Like many people, I saw Wonder Woman 84 over the holidays. And, I’ve been trying to figure out how to broach the biggest issue I saw with the movie. Not the CG, not loopholes in the timeline – those are part and parcel with any superhero movie (or story on paper, anyways). But it was a major flaw with how Steve Trevor returned.
(Obviously, spoilers to follow)
The Dreamstone allowed people to be granted a wish, but it came with a price. Diana, lonely, wished for Steve back. And she was granted him – but he came back in the body of someone alive. And what does Diana do that first night? She sleeps with him. A lot.
This. And maybe only this is the decision I don’t agree with.
The DCEU established that Diana has led a lonely life. We see hints that she kept those she met in the original movie close, and has watched them all die. And that perhaps, this is why she’s kept people at arm’s length. Diana, living on an island where people lived forever – never had to learn about grief and how to live beyond it.
BUT, Diana has a strong moral fiber. I can see her being tempted to wish for Steve. Being unwilling to let him go. I just can’t see her making the decision to sleep with someone else’s body.
When we saw it, it did remind me of a lot of 80s movies. And the way consent was blurred in a lot of those movies, either for laughs or for emotion. In Big, Elizabeth Perkins’ character unknowingly sleeps with a 12 year old. Sure he’s in an adult body, but he’s still a child, and he turns back and leaves her to figure out what this meant for her own actions. It’s actually something that bothered me enough that I can’t rewatch anything more than the keyboard scene.
But the problem with an homage like that is that now, 40 years later… we the audience know better. While it’s something that would have been ignored in an 80s movie, this movie was written and filmed now. And judging by the reaction of a lot of people who saw it, we all felt the same way – that this was something that made the movie uncomfortable and harder to rewatch.
If anything, this could have been neatly solved if when Steve comes back in Kristoffer Polaha’s body, they go back to “his” place and spend the whole night talking, and after spending all day in another man’s things… both realize how wrong this is, spurring them into wanting to find out more about the Dreamstone…
or…. in a much different movie, Diana and Steve are confronted by the reality of what happened – seeing another man’s belongings, another man’s life. Maybe Steve realizes they need to fix this, now.
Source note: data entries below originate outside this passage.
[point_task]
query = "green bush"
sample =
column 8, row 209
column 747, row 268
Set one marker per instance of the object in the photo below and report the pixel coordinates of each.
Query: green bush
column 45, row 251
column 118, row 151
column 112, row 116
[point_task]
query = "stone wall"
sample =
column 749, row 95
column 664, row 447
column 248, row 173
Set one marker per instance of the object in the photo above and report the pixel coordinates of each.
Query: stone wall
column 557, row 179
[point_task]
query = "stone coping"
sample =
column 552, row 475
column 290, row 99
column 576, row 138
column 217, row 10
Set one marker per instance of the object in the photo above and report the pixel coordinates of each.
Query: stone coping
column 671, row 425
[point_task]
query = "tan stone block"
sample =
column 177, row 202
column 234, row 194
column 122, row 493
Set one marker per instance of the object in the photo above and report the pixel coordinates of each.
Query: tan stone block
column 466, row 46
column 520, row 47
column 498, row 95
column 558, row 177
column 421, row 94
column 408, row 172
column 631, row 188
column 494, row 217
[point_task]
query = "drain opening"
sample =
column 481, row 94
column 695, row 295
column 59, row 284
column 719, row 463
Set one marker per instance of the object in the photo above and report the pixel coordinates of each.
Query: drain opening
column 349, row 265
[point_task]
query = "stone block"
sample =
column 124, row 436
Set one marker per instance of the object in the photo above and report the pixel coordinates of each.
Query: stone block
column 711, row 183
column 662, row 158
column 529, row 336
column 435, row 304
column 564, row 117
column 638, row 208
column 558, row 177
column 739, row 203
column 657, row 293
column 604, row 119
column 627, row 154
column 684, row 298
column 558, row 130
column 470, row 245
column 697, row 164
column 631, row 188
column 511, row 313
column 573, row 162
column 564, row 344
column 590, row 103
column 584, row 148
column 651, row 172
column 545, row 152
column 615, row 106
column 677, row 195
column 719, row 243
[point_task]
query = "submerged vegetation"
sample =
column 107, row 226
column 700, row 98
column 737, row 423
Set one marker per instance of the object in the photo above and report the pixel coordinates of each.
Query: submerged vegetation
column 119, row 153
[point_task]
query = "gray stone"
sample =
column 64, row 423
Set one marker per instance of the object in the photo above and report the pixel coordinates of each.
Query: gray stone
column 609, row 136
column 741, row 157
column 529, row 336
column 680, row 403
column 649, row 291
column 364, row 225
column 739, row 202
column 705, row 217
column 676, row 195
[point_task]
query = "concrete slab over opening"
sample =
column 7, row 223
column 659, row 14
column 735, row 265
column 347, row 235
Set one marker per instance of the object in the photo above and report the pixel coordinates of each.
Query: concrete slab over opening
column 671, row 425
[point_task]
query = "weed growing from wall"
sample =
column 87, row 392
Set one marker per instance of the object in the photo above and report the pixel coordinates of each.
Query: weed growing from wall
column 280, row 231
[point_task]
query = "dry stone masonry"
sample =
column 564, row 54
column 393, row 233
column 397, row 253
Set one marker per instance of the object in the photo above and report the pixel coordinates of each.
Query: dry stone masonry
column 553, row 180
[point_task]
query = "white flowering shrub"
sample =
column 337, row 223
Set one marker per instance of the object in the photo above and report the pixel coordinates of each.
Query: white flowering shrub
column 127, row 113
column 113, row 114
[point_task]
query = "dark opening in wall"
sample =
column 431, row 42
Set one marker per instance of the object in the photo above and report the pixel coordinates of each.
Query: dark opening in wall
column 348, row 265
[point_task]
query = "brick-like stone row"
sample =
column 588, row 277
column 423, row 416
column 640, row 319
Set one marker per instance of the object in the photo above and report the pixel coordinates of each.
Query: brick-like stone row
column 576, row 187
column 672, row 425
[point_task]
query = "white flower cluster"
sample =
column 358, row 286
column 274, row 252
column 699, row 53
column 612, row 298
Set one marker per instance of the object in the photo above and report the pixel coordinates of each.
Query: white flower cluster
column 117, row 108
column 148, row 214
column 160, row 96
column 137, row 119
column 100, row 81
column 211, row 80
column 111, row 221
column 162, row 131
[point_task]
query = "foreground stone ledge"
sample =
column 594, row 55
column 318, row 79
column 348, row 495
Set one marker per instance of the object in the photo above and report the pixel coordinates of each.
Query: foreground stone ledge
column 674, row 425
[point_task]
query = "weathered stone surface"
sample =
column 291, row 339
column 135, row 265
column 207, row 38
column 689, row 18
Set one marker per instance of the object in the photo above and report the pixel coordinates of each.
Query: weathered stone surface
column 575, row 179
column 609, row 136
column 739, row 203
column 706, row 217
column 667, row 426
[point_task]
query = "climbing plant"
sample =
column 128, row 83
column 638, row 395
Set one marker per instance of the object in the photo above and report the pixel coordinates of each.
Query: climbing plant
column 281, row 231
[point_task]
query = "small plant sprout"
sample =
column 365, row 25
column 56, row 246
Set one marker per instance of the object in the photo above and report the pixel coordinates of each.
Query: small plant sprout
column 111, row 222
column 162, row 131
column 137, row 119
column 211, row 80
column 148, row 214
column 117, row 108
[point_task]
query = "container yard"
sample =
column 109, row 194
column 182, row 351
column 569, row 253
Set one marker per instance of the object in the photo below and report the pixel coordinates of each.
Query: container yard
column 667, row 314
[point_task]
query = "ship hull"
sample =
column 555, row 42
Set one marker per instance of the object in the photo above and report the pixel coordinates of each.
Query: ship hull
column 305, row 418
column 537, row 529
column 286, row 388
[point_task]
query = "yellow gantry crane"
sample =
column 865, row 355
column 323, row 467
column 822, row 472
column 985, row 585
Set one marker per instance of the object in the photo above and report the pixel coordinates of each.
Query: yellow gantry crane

And it becomes clear that the wish on the Dreamstone didn’t just cost Diana’s strength… but her moral center as well.
The latter would have required a lot more time, but I left it in to point out that it would have to be an issue answered somewhere. And that even though they did imply that he had no memory of Diana, it is a thing that still happened – and Diana remembers.
Why it matters
The disappointing thing is that in a movie helmed by women, that’s supposed to be about the strength and innate goodness of Diana – that Wonder Woman 84 would have overlooked this.
More disappointing that Patty Jenkins actually felt like this was okay. That it’s some acceptable grey area, when it isn’t.
Also: it was actually more frustrating for me that rather than keeping this movie simply about Diana and Barbara’s friendship, and finding themselves at odds because of the Dreamstone – that they added so many more threads that took up ample time.